From a short-term view, owning gold and silver has lost its luster, but that is being very shortsighted and foolish. If the Fed does not raise interest rates, they will have to continue purchasing most of the Treasury’s bonds. That will add pressure on the dollar. If the dollar falls, prices rise. If the Fed cuts back on QE and dollar printing, to support the dollar, the bond market will crash under the pressure of rising interest rates and the stock market will tumble and the economy will slide into a depression. They have no good choice, no way out.
We have a way out – out of the dollar and into gold and silver before it’s too late. You should be thankful for the manipulated take down in precious metals, allowing you one last chance to convert dollars into gold and silver. This is all so crystal clear! Stop thinking like an “investor,” in search of short-term gains. The gains will be short-lived and IN DOLLARS, which is exactly where you do not want to be. Seeing things as they are. We are headed for a catastrophe, a collapse of the dollar. Jim Sinclair has been telling you this for several years. The dollar will lose over half its value – it is coming. John Williams has been telling you the same thing. We all have, and prices are dirt-cheap, so what are most of you doing about it? Nothing! Gold and silver sales, (physicals) are setting records, but most of the buying is coming form China and India. You saw the pictures I posted in Monday’s daily from Zero Hedge. In case you missed it, here is what I am talking about.
And what are YOU doing? Waiting for prices to go lower? You are playing a game of musical chairs and this is not the time to be on the sidelines.
Please read the article by GEAB, below.

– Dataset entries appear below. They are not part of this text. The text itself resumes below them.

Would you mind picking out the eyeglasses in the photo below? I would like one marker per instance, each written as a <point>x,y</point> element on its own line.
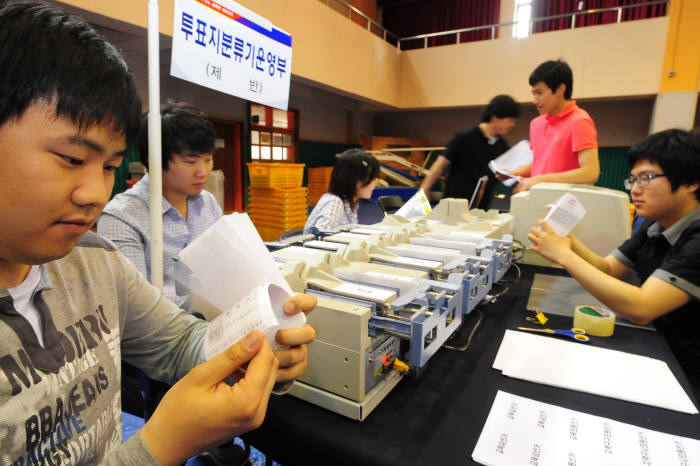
<point>641,180</point>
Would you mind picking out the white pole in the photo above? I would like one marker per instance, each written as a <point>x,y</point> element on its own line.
<point>154,146</point>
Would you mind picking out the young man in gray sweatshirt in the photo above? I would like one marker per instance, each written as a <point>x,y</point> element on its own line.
<point>71,307</point>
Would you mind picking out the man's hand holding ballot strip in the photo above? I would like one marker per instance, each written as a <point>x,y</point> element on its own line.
<point>230,266</point>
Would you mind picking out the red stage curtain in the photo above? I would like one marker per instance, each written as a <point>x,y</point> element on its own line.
<point>428,16</point>
<point>558,7</point>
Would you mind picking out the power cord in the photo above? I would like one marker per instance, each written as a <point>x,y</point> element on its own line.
<point>518,247</point>
<point>514,281</point>
<point>471,334</point>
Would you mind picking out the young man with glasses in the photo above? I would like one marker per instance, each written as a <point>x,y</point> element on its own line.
<point>664,252</point>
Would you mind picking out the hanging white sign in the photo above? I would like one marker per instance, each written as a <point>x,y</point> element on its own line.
<point>224,46</point>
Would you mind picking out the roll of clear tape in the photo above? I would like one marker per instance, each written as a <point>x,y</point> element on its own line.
<point>595,320</point>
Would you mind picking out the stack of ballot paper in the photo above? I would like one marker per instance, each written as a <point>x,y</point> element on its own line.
<point>565,214</point>
<point>586,368</point>
<point>515,157</point>
<point>229,266</point>
<point>524,431</point>
<point>416,206</point>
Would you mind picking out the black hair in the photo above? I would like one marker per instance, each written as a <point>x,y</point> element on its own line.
<point>501,106</point>
<point>554,73</point>
<point>47,54</point>
<point>184,129</point>
<point>353,165</point>
<point>676,151</point>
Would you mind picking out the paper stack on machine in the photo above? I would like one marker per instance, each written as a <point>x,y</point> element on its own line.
<point>601,233</point>
<point>389,296</point>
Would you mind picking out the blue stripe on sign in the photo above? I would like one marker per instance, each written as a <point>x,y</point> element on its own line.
<point>275,34</point>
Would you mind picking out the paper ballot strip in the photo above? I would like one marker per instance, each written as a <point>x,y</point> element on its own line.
<point>226,264</point>
<point>565,214</point>
<point>521,431</point>
<point>261,309</point>
<point>590,369</point>
<point>418,205</point>
<point>515,157</point>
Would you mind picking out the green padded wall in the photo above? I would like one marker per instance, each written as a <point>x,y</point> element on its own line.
<point>320,154</point>
<point>122,173</point>
<point>613,167</point>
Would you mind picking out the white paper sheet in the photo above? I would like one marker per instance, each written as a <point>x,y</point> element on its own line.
<point>261,309</point>
<point>517,156</point>
<point>583,367</point>
<point>565,214</point>
<point>228,262</point>
<point>417,206</point>
<point>521,431</point>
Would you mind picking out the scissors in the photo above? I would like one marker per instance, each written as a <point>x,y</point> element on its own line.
<point>577,334</point>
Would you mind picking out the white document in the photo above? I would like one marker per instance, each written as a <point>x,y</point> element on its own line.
<point>416,206</point>
<point>228,262</point>
<point>580,366</point>
<point>521,431</point>
<point>515,157</point>
<point>364,291</point>
<point>261,309</point>
<point>565,214</point>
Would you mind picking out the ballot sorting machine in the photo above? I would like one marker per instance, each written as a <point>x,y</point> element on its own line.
<point>389,296</point>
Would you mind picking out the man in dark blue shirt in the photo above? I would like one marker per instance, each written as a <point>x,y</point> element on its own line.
<point>664,252</point>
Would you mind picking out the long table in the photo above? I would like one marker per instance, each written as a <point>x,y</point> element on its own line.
<point>436,419</point>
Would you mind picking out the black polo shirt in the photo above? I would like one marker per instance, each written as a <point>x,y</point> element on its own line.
<point>469,153</point>
<point>672,255</point>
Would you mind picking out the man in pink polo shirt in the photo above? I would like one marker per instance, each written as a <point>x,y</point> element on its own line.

It is very important and ties closely into what you are reading here. Time is running out!
I hope Porter’s presentation gets through to you. I have tried and so have Sinclair, Celente and Williams. Some of you listen; many do not. One of these days it will be all too clear that you should have taken our warnings. We do not enjoy publishing negative information, but we call it as we see it and we are doing you a very big favor, even if you do not realize it – yet.